Ele se tornou para nós justiça, santificação e
libertação, para que, como está escrito, “quem se gloria, glorie-se no Senhor” (1Cor
1,30-31).
A verdade brotará da terra (Sl 84,12), o Cristo
que disse: eu sou a verdade (Jo 14,6), nasceu da Virgem. E
a justiça olhou do alto do céu (cf. Sl 84,12), porque o homem, crendo
naquele que nasceu, é justificado não por si mesmo, mas por Deus.
A verdade brotou da terra porque o Verbo
se fez carne (Jo 1,14). E a justiça olhou do alto do céu porque todo
o dom precioso e toda a dádiva perfeita vêm do alto (Tg 1,17).
A verdade brotou da terra, isto é, da carne de Maria. E
a justiça olhou do alto do céu porque o homem não pode receber
coisa alguma, se não lhe for dada do céu (Jo 3,27).
Justificados pela fé, estamos em paz com Deus (Rm
5,1) porque a justiça e a paz se beijaram (cf. Sl 84,11) por
intermédio de nosso Senhor Jesus Cristo, pois a verdade brotou da
terra. Por ele tivemos acesso, pela fé, a esta graça na qual estamos firmes e
nos gloriamos, na esperança da glória de Deus (Rm 5,2). Não disse “de
nossa glória”, mas da glória de Deus, porque a justiça não
procede de nós, mas olha do alto do céu. Portanto, quem se
gloria não se glorie em si mesmo, mas no Senhor.

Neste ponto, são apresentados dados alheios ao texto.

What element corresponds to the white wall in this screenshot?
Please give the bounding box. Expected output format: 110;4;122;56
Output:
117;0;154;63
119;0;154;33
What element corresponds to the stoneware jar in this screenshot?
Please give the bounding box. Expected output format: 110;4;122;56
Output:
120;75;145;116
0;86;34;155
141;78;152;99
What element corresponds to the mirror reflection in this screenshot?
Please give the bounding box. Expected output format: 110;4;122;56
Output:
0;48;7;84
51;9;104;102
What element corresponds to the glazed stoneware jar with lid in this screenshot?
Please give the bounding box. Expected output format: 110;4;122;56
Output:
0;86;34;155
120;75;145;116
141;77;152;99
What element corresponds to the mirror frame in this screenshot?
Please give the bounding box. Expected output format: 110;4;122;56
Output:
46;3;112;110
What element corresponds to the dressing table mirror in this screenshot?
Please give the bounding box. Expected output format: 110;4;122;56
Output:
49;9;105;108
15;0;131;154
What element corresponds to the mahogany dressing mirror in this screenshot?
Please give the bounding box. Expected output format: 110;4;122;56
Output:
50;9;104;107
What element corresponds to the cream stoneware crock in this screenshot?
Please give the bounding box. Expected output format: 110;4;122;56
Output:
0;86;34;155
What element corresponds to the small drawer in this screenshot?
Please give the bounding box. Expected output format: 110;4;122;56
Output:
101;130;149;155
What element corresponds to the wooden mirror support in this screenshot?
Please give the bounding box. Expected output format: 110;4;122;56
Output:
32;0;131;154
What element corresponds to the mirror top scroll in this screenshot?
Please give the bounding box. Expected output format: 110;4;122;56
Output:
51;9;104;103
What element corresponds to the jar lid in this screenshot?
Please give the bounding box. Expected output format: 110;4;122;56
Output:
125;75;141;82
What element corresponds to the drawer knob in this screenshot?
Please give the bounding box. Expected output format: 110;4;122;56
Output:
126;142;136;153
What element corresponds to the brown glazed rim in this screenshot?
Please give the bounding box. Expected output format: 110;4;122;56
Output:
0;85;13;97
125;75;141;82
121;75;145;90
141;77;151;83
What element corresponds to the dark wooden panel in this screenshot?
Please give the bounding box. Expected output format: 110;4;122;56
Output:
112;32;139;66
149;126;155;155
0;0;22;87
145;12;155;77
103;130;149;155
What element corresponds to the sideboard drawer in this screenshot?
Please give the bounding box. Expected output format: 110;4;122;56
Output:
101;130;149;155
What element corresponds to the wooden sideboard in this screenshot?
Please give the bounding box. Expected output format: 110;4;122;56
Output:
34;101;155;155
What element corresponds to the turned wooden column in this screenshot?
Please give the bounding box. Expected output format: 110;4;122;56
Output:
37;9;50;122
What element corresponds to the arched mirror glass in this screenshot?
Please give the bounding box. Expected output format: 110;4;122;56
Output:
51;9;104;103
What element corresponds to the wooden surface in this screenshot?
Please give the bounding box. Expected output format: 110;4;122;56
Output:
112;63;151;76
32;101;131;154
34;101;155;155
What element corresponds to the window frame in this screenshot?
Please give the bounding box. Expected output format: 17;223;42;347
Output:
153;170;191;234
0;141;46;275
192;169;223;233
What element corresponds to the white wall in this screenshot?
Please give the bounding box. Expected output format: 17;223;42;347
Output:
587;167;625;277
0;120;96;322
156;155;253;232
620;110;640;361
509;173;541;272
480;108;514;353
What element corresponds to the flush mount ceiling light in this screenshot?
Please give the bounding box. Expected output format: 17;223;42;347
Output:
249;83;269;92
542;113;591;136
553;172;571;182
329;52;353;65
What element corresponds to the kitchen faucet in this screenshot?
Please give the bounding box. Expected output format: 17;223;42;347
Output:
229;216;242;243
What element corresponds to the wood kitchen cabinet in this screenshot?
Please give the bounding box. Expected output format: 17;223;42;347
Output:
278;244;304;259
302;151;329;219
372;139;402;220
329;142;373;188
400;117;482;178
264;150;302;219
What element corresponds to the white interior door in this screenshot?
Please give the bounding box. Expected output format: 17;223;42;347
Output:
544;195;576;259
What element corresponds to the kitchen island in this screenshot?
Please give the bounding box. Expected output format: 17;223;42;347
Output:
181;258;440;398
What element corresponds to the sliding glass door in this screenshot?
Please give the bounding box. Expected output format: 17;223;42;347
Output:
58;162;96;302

Eis por que, quando o Senhor nasceu da Virgem, os anjos
cantaram: Glória a Deus nas alturas e paz na terra aos homens de boa
vontade (Lc 2,14 Vulgata).
Como veio a paz à terra senão por ter a verdade
brotado da terra, isto é, Cristo ter nascido em carne humana? Ele é
a nossa paz: de dois povos fez um só (cf. Ef 2,14), para que fôssemos
homens de boa vontade, unidos uns aos outros pelo suave vínculo da caridade.
Alegremo-nos com esta graça, para que nossa glória seja o
testemunho da nossa consciência, e assim nos gloriaremos, não em nós mesmos,
mas no Senhor. Por isso disse o Salmista: Vós
sois a minha glória que levanta a minha cabeça (Sl 3,4). Na verdade,
que graça maior Deus poderia nos conceder do que, tendo um único Filho, fazê-lo
Filho do homem e reciprocamente fazer os filhos dos homens serem filhos de
Deus?
Procurai o mérito, procurai a causa, procurai a justiça; e
vede se encontrais outra coisa que não seja a graça de Deus.